A new study by neuroscientists has found that the structure of the brain’s cortical columns can largely deviate within individual animals, and even within a specific cortical area.
 
The study also found that these structural differences are not arbitrary, but reflect organizational and functional properties of the peripheral sensory organs.
 
The study was based on recent advances in high-resolution imaging and reconstruction techniques (confocal microscopy and automated image-processing routines) developed by Dr.

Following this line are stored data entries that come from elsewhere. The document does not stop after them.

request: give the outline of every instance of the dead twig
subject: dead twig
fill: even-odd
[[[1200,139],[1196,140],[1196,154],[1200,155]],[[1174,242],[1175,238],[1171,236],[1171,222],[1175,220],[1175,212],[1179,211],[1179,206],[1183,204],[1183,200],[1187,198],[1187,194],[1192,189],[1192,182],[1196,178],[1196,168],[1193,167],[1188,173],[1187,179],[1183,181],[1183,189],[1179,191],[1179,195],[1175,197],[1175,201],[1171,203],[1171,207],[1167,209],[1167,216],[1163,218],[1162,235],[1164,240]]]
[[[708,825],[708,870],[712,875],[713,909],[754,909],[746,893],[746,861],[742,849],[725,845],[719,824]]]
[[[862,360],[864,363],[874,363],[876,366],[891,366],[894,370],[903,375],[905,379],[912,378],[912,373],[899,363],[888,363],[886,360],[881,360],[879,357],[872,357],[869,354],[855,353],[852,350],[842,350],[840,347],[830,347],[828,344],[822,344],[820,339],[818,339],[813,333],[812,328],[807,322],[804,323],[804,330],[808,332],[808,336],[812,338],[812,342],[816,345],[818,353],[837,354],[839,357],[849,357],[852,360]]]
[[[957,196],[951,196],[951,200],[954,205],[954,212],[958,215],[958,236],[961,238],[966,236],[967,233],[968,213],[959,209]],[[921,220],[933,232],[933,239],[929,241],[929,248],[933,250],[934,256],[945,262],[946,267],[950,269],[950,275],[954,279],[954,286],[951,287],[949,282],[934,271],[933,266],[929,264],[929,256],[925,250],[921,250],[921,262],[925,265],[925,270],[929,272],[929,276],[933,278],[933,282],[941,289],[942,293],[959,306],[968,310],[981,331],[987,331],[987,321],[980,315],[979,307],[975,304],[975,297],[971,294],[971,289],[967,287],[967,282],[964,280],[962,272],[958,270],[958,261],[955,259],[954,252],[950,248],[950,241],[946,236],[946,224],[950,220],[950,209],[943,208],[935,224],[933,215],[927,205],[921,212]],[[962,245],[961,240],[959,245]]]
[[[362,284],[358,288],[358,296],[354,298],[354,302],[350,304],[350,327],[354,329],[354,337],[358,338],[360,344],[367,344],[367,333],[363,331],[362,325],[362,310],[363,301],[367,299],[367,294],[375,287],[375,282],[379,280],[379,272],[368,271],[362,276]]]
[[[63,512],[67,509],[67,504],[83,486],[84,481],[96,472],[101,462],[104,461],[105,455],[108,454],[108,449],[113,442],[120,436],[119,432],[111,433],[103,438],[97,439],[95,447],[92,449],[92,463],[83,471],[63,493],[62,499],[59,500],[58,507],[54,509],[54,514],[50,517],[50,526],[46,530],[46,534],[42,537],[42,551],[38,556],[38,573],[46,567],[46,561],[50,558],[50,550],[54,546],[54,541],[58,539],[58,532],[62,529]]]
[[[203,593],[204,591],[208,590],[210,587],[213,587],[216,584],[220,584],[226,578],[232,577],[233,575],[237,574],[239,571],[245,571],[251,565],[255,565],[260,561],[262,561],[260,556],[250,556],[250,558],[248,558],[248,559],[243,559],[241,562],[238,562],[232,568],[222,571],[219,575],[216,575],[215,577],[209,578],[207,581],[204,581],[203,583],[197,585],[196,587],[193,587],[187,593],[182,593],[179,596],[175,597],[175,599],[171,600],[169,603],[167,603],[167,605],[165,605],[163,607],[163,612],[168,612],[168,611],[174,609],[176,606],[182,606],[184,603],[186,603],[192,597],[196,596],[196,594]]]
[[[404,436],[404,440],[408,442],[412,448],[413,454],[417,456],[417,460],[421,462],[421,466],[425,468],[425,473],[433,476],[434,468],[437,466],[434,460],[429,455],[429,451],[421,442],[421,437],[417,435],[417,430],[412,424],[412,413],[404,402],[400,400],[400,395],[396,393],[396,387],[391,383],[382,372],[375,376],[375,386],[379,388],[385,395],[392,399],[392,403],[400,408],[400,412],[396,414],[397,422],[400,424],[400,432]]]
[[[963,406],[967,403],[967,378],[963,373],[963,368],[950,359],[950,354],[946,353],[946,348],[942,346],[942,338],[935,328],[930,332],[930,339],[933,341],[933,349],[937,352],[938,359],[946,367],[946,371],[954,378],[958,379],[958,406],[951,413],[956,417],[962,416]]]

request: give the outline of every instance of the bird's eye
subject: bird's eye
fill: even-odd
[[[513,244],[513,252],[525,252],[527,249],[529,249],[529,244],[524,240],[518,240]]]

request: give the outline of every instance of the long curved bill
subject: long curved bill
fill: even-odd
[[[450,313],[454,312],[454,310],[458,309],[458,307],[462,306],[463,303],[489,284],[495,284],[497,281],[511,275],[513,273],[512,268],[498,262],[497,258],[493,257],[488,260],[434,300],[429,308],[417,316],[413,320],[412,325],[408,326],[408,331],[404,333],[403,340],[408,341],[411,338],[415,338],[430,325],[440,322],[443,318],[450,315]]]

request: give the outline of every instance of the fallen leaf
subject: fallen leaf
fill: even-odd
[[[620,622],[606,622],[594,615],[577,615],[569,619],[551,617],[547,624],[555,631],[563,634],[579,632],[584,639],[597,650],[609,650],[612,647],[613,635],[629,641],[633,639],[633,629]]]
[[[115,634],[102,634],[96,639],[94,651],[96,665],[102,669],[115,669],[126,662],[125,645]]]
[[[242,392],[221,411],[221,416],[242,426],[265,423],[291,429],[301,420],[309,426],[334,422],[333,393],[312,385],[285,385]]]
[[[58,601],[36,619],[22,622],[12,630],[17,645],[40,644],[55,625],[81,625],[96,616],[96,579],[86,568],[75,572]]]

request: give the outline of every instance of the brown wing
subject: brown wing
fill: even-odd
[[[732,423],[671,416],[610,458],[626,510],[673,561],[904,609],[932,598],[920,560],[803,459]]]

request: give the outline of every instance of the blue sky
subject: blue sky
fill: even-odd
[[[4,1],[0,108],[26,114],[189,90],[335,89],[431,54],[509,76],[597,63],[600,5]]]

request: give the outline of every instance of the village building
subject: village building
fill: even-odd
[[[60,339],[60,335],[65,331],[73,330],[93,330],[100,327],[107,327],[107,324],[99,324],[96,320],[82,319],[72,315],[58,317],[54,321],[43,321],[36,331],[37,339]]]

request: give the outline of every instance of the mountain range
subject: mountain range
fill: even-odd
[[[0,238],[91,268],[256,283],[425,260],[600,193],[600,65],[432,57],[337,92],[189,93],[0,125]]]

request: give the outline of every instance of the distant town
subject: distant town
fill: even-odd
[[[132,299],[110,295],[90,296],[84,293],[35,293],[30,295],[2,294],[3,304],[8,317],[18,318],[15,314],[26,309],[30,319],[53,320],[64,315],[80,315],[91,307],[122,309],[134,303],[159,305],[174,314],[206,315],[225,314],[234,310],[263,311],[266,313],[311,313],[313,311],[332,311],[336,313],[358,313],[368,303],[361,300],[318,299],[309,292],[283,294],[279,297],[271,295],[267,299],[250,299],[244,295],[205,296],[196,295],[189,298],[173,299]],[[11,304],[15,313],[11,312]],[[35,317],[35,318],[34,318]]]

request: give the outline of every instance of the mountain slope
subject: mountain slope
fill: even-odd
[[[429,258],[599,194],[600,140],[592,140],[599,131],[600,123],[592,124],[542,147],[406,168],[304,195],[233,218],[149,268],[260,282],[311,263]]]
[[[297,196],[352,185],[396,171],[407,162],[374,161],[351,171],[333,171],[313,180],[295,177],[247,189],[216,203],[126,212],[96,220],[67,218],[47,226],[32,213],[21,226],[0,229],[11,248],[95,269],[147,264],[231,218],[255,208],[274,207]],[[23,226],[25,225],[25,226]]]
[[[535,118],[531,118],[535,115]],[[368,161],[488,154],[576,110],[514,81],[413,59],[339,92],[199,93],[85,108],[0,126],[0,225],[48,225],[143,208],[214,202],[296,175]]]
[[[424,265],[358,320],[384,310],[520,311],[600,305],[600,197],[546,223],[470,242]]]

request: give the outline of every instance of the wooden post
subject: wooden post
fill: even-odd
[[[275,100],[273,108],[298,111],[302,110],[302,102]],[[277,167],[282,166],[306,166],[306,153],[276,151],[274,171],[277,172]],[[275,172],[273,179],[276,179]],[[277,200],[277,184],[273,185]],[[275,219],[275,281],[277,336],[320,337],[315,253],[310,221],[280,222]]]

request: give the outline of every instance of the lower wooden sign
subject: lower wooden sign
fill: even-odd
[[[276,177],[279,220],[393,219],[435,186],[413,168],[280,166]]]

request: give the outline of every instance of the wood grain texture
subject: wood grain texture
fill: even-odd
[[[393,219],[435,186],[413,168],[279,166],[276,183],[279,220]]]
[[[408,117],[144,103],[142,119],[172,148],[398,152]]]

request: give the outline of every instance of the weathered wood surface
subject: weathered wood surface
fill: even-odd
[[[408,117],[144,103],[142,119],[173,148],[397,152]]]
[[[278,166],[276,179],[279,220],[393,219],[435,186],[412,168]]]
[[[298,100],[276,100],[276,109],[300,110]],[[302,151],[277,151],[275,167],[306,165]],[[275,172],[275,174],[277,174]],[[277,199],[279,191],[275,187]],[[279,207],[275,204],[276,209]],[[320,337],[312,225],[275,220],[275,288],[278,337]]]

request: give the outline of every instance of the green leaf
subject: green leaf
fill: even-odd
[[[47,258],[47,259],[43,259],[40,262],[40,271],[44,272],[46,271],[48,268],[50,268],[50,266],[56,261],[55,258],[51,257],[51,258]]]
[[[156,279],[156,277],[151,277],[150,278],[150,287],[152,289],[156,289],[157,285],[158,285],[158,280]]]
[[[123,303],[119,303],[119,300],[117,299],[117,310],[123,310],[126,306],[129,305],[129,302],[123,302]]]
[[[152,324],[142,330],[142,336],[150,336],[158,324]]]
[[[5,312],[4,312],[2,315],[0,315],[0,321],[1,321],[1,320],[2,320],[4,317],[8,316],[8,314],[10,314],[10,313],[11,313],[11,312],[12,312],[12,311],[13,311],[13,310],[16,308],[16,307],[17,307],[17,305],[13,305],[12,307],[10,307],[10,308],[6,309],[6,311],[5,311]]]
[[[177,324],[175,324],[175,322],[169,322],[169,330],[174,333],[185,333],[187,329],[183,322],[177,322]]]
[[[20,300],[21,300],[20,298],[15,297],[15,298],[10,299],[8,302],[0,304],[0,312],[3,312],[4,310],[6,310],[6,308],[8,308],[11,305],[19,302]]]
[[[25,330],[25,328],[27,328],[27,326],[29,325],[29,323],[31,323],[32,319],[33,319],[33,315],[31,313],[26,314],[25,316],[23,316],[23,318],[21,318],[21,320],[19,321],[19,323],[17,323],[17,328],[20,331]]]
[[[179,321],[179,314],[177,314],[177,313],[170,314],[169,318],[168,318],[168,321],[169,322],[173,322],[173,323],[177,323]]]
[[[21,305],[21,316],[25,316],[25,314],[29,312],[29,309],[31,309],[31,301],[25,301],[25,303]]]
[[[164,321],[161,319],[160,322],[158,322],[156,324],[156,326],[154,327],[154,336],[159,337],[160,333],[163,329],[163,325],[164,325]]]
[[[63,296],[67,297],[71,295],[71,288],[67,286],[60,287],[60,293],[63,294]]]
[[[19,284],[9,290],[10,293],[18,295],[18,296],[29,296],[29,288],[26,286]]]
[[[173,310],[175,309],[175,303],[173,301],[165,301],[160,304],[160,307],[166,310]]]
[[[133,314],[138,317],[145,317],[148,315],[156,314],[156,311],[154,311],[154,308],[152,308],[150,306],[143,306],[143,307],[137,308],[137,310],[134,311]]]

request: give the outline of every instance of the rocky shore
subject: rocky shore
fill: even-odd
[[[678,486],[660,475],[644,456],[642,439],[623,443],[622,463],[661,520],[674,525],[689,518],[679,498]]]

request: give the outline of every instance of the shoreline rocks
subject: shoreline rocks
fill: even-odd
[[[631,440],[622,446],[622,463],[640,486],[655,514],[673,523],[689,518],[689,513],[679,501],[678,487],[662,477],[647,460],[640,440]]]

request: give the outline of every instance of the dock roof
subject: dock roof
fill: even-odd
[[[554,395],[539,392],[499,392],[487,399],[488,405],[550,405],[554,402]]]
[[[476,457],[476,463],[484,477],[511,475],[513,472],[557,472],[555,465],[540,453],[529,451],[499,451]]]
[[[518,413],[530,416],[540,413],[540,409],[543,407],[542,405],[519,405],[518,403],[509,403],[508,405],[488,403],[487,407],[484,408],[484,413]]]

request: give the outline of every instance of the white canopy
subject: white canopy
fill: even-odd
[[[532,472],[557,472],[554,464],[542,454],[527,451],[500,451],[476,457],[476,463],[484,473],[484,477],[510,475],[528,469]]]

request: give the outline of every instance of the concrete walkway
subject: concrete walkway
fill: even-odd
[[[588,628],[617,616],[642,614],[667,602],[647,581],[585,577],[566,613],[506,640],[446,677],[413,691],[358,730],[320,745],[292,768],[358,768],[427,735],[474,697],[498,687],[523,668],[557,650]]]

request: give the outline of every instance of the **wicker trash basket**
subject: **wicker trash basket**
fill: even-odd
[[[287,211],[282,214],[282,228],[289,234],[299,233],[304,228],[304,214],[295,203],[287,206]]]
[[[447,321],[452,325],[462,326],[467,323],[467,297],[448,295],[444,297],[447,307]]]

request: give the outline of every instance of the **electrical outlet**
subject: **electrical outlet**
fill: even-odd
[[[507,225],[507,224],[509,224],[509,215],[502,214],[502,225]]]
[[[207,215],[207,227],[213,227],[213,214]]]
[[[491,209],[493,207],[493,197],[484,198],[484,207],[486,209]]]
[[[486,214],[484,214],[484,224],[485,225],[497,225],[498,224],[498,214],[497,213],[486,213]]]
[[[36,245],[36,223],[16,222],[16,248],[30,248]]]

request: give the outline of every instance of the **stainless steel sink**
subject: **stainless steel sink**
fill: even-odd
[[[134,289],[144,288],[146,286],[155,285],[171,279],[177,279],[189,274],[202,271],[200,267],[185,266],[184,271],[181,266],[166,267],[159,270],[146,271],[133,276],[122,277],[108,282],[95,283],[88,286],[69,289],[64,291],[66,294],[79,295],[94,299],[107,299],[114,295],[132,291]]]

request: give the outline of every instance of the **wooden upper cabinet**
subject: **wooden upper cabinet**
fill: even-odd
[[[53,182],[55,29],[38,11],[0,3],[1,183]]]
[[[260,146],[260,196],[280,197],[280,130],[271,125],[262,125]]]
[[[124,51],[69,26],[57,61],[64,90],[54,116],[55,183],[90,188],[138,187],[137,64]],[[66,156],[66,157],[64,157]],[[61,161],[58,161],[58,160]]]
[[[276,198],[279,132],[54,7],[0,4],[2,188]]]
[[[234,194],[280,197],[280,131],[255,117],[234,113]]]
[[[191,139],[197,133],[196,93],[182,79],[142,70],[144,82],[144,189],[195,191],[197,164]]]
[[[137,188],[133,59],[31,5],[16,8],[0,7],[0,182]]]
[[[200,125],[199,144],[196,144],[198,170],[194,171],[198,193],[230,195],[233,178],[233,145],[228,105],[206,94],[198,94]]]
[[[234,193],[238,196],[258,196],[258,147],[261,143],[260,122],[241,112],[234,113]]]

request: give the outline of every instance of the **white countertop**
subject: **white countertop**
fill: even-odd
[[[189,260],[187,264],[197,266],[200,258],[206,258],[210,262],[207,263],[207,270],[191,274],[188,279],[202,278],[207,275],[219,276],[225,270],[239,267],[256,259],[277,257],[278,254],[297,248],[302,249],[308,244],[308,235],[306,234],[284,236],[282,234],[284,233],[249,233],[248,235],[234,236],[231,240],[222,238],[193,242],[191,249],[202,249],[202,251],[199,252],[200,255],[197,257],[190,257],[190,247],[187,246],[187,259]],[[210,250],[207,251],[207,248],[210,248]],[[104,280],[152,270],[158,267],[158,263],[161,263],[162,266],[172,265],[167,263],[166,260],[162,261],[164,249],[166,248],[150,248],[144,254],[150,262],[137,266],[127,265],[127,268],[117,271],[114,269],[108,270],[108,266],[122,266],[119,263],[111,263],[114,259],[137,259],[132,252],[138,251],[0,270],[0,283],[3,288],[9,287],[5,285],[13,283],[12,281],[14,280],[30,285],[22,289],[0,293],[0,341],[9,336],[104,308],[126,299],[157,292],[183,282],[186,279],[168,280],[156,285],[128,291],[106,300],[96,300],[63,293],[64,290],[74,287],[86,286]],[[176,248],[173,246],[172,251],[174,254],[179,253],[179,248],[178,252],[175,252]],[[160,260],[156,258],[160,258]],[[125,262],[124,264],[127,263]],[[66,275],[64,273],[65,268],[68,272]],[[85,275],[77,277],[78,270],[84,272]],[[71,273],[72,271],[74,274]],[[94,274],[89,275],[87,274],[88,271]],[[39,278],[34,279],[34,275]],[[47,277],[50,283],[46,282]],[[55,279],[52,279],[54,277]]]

Oberlaender at the Max Planck Florida Institute for Neuroscience, enabling researchers to automatically and reliably detect the 3D location and type of every nerve cell throughout the entire brain.
 
Published in the Proceedings of the National Academy of Science (open access), and conducted by researchers at the Max Planck Florida Institute for Neuroscience (MPFI),  the Max Planck Institute for Biological Cybernetics (MPIBC) in Tuebingen, Germany, these findings promise to open new avenues of research on brain organization and sensory information processing.
 
“This study resolves a decade-old controversy whether the structure of the cerebral cortex is uniform across cortical areas and species,“ said MPFI/MPIBC neuroscientist Marcel Oberlaender, PhD, corresponding author of the paper.
 
“By determining the exact numbers and distributions of nerve cells within almost 100 cortical columns, the substantial differences observed across columns within the same animal argue against the principle of cortical uniformity.”
 
The researchers conducted their study by examining the brains of rats, focusing on the entire area of the brain known as the vibrissal cortex, which processes information obtained from facial whiskers located along the animals’ snout. Each cortical barrel column in the vibrissal cortex corresponds to one whisker.